Denver, State Now Investigating Pot Facilities Raided By Feds
DENVER (CBS4) – The state of Colorado and city of Denver are conducting a joint investigation of several marijuana facilities that were raided by federal agents from the Drug Enforcement Administration and the Internal Revenue Service. But the head of the probe says they are having trouble getting information
The federal raids that occurred were apparently conducted as part of a federal grand jury investigation. Because of that the state and local authorities say they can’t get ahold of the information that led to the raids.
When federal authorities raided more than a dozen locations in late November they were operating with the permission of the state. Colorado’s Marijuana Enforcement Division says it is conducting its own investigation with the city of Denver.
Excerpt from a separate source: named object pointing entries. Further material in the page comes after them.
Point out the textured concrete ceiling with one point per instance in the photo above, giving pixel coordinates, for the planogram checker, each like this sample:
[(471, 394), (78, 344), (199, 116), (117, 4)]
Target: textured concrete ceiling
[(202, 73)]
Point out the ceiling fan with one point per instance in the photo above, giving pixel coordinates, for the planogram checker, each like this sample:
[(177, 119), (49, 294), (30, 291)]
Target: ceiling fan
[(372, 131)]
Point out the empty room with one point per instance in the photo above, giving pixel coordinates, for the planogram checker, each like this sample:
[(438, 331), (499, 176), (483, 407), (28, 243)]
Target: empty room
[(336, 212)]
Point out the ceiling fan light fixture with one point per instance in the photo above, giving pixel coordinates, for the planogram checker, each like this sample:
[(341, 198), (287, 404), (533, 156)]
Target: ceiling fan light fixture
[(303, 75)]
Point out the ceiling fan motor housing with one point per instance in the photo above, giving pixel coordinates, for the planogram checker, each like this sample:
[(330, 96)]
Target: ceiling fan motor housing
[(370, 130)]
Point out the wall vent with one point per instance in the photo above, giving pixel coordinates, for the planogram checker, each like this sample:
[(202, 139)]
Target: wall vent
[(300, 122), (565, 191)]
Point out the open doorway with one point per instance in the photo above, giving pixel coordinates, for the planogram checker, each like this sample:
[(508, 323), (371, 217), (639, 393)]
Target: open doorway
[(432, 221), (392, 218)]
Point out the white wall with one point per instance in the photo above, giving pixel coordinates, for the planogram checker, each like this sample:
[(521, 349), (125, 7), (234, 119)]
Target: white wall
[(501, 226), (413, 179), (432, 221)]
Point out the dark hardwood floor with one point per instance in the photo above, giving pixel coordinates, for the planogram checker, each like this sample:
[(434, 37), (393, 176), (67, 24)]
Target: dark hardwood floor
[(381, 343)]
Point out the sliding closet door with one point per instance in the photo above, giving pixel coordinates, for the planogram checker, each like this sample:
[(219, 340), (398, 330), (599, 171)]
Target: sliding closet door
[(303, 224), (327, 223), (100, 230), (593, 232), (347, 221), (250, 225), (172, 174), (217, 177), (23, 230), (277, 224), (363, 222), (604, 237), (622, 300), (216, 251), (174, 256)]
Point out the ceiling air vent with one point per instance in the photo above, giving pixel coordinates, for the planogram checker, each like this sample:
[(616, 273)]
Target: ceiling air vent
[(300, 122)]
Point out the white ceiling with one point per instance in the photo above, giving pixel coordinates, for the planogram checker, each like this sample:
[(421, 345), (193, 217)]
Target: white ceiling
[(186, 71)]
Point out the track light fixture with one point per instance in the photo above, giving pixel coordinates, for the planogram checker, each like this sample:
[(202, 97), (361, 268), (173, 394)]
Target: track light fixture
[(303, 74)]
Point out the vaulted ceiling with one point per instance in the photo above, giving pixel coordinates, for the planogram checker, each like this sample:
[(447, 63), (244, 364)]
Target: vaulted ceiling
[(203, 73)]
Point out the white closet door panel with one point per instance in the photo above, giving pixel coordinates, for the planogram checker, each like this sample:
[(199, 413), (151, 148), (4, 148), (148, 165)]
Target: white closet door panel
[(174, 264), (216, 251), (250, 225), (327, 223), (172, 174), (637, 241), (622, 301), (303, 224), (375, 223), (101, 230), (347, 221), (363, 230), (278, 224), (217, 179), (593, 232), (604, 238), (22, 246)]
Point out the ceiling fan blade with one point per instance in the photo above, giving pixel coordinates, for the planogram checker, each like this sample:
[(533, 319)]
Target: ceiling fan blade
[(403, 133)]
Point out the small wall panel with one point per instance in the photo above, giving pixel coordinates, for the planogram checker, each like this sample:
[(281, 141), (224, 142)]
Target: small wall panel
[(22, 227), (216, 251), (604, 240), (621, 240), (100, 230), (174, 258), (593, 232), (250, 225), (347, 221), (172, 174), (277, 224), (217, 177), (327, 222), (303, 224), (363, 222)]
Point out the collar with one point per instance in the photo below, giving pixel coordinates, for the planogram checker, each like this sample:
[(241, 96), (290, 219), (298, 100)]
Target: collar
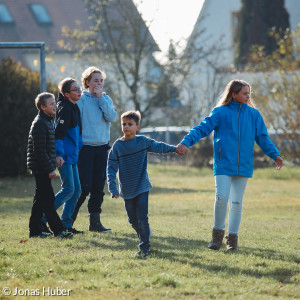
[(43, 115), (238, 105)]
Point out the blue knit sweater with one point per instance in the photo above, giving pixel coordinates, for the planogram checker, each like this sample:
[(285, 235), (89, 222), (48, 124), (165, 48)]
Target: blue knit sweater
[(129, 157)]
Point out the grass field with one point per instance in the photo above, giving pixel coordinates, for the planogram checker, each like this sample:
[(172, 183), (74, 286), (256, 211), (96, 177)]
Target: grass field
[(102, 266)]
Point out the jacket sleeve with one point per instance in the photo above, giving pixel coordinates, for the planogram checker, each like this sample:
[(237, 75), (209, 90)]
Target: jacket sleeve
[(263, 140), (203, 129), (107, 107), (112, 170), (63, 123), (39, 136), (159, 147)]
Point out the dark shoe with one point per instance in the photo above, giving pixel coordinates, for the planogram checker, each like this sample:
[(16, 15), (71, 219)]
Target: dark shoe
[(142, 255), (217, 238), (41, 235), (231, 241), (64, 234), (74, 231), (96, 225), (45, 228)]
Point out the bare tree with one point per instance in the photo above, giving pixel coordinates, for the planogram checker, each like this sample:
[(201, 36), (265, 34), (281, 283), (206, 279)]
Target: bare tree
[(120, 40)]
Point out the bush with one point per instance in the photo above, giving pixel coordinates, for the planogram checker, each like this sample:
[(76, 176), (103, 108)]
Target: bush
[(19, 86)]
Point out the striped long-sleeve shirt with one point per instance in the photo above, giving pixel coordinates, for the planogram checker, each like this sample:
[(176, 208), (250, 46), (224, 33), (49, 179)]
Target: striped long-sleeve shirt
[(129, 157)]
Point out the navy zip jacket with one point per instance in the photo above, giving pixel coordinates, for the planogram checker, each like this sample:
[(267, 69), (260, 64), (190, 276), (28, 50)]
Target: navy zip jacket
[(236, 127), (68, 130)]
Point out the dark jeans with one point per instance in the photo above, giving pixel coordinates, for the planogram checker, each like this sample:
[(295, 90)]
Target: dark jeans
[(92, 164), (137, 212), (43, 203)]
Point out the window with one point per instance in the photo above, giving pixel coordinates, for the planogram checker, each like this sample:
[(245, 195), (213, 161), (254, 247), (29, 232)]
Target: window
[(40, 13), (5, 16)]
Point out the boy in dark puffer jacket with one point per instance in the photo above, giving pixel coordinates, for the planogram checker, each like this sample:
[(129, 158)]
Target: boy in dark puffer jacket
[(41, 159)]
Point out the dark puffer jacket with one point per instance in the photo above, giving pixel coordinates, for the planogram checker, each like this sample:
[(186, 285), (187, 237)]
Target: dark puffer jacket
[(41, 150)]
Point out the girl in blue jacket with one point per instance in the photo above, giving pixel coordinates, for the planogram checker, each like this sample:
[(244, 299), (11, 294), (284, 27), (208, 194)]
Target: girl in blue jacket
[(237, 124)]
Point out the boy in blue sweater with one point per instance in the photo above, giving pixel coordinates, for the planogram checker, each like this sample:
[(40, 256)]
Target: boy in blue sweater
[(68, 143), (129, 156)]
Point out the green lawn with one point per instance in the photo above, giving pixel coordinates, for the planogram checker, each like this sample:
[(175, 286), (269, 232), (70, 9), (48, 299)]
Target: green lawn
[(102, 266)]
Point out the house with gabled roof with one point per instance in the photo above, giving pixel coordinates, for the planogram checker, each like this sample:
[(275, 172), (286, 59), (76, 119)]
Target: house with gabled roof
[(216, 27), (42, 21)]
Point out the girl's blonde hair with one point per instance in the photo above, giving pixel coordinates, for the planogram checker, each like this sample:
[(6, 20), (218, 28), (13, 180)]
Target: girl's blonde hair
[(88, 73), (65, 85), (234, 86)]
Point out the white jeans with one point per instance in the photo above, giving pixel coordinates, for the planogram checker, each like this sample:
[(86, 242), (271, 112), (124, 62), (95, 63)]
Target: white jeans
[(230, 188)]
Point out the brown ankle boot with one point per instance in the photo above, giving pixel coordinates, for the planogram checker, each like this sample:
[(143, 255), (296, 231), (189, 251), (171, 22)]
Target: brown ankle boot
[(231, 241), (217, 238)]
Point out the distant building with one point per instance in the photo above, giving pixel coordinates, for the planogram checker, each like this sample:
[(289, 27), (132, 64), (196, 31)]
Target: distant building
[(42, 21), (218, 21)]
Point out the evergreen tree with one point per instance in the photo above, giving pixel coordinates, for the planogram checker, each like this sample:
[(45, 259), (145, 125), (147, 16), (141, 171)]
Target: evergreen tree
[(258, 18)]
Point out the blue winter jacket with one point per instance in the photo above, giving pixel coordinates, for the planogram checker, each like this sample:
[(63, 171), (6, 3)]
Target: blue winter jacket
[(236, 126), (68, 130)]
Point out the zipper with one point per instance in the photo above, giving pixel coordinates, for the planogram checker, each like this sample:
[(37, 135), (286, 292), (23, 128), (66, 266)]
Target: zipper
[(239, 141)]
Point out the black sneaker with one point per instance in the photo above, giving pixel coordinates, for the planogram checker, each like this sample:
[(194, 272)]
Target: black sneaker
[(45, 228), (142, 255), (64, 234), (74, 231), (41, 235)]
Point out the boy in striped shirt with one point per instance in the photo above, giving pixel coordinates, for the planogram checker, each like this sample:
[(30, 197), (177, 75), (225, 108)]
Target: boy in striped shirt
[(128, 156)]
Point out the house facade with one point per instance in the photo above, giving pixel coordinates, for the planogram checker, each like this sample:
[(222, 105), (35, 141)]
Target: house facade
[(42, 21), (215, 29)]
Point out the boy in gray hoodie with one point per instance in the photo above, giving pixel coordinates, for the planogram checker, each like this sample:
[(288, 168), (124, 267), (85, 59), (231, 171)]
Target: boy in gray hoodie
[(97, 112)]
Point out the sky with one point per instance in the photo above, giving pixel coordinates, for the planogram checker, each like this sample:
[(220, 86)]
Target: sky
[(171, 19)]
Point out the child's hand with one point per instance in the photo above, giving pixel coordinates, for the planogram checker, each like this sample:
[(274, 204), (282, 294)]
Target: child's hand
[(98, 91), (52, 175), (181, 149), (279, 162), (59, 161)]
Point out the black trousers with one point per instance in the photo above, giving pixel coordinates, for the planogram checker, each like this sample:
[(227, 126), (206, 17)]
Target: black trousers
[(92, 173), (43, 203)]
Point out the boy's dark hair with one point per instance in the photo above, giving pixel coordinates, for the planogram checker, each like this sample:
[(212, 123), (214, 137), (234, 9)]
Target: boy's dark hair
[(88, 73), (134, 115), (65, 85), (41, 99)]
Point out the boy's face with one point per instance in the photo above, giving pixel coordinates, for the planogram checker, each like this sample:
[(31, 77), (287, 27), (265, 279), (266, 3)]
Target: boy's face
[(242, 96), (75, 92), (96, 83), (50, 107), (129, 128)]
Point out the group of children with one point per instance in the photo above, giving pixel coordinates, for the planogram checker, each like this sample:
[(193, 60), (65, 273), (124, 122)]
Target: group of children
[(80, 141)]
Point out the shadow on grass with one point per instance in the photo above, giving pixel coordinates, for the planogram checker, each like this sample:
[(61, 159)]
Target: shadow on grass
[(166, 190), (195, 252)]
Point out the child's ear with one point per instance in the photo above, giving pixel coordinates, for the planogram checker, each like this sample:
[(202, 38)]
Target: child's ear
[(67, 95)]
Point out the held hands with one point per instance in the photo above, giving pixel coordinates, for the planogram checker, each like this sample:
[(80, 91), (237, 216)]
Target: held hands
[(59, 161), (52, 175), (181, 149), (279, 162)]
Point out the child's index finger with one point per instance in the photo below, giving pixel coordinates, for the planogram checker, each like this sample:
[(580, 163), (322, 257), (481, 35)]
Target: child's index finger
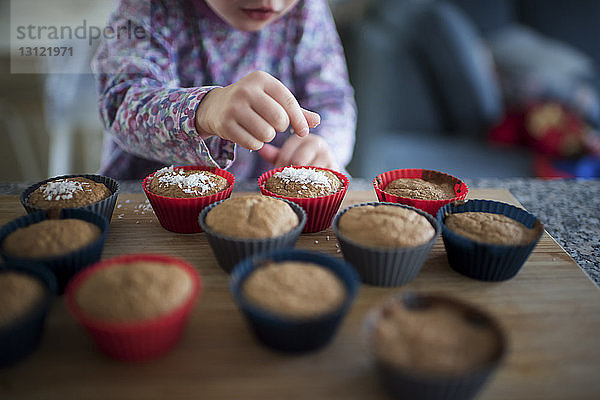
[(312, 118), (286, 99)]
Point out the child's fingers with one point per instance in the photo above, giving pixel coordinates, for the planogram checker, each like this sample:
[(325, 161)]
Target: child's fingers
[(269, 153), (287, 151), (241, 136), (305, 153), (312, 118), (257, 126), (286, 99), (272, 112)]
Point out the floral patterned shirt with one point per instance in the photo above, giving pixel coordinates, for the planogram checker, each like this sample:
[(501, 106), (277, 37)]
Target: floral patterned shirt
[(170, 53)]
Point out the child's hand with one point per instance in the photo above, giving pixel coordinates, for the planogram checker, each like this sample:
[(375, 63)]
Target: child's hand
[(309, 150), (251, 111)]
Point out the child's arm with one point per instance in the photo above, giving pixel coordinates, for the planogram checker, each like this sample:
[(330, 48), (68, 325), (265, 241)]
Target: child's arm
[(251, 111), (142, 103), (321, 85)]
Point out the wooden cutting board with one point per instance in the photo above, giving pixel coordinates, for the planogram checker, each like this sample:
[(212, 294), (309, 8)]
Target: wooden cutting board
[(550, 310)]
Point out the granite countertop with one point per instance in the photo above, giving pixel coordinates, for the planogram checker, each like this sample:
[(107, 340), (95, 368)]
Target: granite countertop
[(568, 208)]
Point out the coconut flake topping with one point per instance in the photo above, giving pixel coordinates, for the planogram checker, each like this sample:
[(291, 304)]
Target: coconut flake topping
[(304, 176), (196, 183), (62, 189)]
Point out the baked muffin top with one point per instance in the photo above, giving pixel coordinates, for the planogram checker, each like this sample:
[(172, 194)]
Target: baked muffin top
[(50, 238), (385, 226), (438, 339), (19, 293), (252, 217), (303, 182), (68, 193), (294, 289), (431, 188), (134, 291), (491, 228), (171, 182)]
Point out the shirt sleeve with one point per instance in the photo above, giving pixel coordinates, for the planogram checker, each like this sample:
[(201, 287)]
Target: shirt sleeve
[(322, 79), (141, 102)]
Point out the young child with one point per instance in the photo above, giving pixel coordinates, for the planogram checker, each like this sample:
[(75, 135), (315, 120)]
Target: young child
[(194, 82)]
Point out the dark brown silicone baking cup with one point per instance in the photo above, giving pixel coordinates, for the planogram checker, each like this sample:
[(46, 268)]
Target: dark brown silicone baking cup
[(181, 214), (381, 181), (319, 210), (484, 261), (21, 337), (65, 266), (405, 383), (385, 266), (229, 250), (103, 207)]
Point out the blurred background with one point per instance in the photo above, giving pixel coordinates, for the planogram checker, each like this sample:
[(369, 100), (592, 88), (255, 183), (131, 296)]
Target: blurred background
[(475, 88)]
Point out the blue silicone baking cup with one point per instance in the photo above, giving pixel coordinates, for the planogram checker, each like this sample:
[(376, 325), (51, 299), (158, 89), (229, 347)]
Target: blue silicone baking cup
[(229, 251), (103, 207), (484, 261), (22, 336), (288, 334), (66, 266), (405, 383), (386, 267)]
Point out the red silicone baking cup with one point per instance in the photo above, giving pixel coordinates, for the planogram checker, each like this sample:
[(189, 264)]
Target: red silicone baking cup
[(381, 181), (319, 210), (141, 340), (181, 214)]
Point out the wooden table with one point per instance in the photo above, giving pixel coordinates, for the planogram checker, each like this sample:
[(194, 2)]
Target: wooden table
[(551, 312)]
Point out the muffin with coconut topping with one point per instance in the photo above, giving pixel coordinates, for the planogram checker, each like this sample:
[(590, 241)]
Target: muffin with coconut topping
[(179, 194), (170, 182), (303, 182), (68, 193)]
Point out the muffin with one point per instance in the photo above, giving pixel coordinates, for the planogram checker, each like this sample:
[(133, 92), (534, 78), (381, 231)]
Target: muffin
[(387, 243), (94, 193), (241, 226), (421, 188), (26, 293), (50, 238), (19, 293), (319, 191), (253, 216), (64, 246), (432, 347), (385, 226), (491, 228), (293, 300), (294, 289), (416, 188), (179, 194), (135, 306), (491, 241), (303, 182), (171, 182)]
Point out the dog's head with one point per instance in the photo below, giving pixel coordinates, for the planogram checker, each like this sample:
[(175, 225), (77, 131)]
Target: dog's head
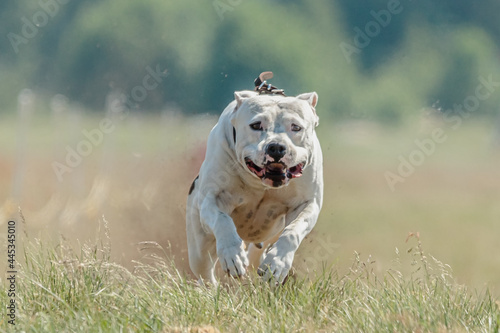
[(274, 134)]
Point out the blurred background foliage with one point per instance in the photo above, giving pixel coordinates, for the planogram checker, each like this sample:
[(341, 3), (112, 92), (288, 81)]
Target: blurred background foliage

“We don’t have enough information because it is a federal grand jury investigation. The Department of Justice can’t release most of that information to us, so it makes it very difficult the way statutes are written for us to just go in and arbitrarily close them without doing our own investigation,” Marijuana Enforcement Division Director Ron Kammerzell said.
Kammerzell says several of the locations raided may be reopening soon. CBS4 Investigator Rick Sallinger learned the federal authorities are looking into whether a Colombia drug organization may have been operating in Colorado. He asked Kammerzell if they were looking into whether a cartel has entered Colorado’s marijuana industry.
“I really can’t comment on that, because again we are investigating it right now,” Kammerzell said. “Obviously we take this very seriously and we are looking into it.”
With recreational marijuana soon to join medical marijuana on sale in Colorado, Kammerzell’s division showed off its new way to track pot on Wednesday. It’s a computer system called “MITS” — Marijuana Inventory Tracking System. Each plant will have a tag that can be read by a scanner.
“When I pulled the trigger on this, audio showed me the plant is somewhere in the room,” Lewis Koski with the Marijuana Enforcement Division said while demonstrating the device.
With seed-to-sale tracking they are hoping to keep illegally grown plants from the black market out of a controlled inventory.
The state probe will determine whether the owners of the raided dispensaries will be allowed to keep their licenses. The federal investigation could lead to indictments and arrests.